警告画面に電話番号があります。画面を閉じる前に、そこへ電話して確認した方がいいですか?

先生

表示された番号は使いません。電話、ダウンロード、情報入力をしていなければ、まずブラウザを閉じます。必要な確認は、自分で開いた公式サイトや公式アプリから進めます。

みゆ

もう電話して、遠隔操作アプリを入れるよう言われた場合はどうしますか?

先生

相手の指示を止め、何を許可したかで対応を分けます。遠隔操作を許可した、パスワードや支払い情報を渡した場合は、表示の相手ではなく正規窓口へ連絡します。

警告や連絡の真偽を判断する

ウェブ閲覧中に突然大きな警告や警告音を出し、表示した番号への電話を促す連絡は、画面内の情報を使わずに閉じます。

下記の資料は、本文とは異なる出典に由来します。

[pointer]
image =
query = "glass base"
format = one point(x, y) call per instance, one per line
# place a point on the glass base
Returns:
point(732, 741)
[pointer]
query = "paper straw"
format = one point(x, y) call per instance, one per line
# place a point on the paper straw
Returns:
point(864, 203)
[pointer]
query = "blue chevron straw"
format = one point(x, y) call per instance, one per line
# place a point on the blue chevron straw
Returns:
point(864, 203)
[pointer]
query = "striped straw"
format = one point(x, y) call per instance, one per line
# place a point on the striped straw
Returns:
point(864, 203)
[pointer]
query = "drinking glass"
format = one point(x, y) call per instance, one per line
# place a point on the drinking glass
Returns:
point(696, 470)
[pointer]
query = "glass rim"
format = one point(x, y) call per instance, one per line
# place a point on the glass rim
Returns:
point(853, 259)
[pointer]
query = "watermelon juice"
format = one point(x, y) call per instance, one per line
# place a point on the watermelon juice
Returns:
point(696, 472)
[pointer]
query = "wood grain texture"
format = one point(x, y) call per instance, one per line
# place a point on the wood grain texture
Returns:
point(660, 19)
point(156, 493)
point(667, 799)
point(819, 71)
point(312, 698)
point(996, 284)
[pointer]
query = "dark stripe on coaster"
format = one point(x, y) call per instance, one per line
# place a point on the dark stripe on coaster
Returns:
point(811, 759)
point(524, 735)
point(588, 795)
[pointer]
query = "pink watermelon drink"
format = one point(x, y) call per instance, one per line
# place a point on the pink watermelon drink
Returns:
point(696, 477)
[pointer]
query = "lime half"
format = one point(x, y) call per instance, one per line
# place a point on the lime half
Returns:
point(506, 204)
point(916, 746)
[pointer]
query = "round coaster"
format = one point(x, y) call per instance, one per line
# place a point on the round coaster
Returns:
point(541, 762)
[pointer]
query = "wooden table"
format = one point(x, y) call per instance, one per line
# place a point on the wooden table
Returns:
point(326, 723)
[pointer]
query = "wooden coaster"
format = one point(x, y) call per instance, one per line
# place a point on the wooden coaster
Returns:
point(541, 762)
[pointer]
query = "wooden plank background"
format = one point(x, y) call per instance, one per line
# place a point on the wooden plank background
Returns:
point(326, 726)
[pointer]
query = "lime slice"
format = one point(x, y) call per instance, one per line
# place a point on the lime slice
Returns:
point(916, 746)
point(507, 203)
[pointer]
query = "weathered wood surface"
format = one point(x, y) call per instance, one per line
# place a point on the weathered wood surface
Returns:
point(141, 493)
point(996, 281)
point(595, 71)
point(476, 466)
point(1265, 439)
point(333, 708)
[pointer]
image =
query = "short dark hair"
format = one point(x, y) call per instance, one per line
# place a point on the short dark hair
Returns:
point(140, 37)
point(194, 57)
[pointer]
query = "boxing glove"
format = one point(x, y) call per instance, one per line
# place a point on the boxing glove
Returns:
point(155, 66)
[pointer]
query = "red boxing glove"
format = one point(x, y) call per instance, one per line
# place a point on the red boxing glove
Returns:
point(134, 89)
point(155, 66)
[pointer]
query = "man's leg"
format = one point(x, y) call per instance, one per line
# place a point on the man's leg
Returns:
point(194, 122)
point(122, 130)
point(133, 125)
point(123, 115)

警告の見た目だけで端末の感染を確定することはできません。

一方で、正規のサポートが必要な場合も、表示された番号や突然届いた連絡を入口にする必要はありません。

サービス名を自分で検索して公式サイトを開くか、端末に入れている公式アプリからサポート窓口を探します。

Microsoftは、依頼していないテクニカルサポートの電話を行わないことや、正規のエラーメッセージに通話用の電話番号は含まれないことを案内しています。

Appleも、予期しない連絡でパスワード、確認コード、財務情報、金銭を求められた場合は、会社へ直接確認するよう案内しています。

これらの案内を、すべての事業者へ無条件に広げることはできません。

事業者ごとの公式窓口を、SMS、電話、ポップアップとは別の経路で確認してください。

遠隔サポートを許可する前に確認する

遠隔操作ソフトは、正規サポートでも使われる場合があります。

アプリ名だけで、正規か詐欺かを決めることはできません。

遠隔操作を許可する前に、次の項目をサービス提供者の公式情報と照合します。

  • 会社名と担当部署
  • 依頼したサポートとの関係
  • 作業の目的と内容
  • 使用するアプリ名と公式入手先
  • 接続を終了する方法
  • 作業後に削除や設定の復旧が必要か

突然の電話やポップアップから誘導された相手は、その場の説明だけでは確認できません。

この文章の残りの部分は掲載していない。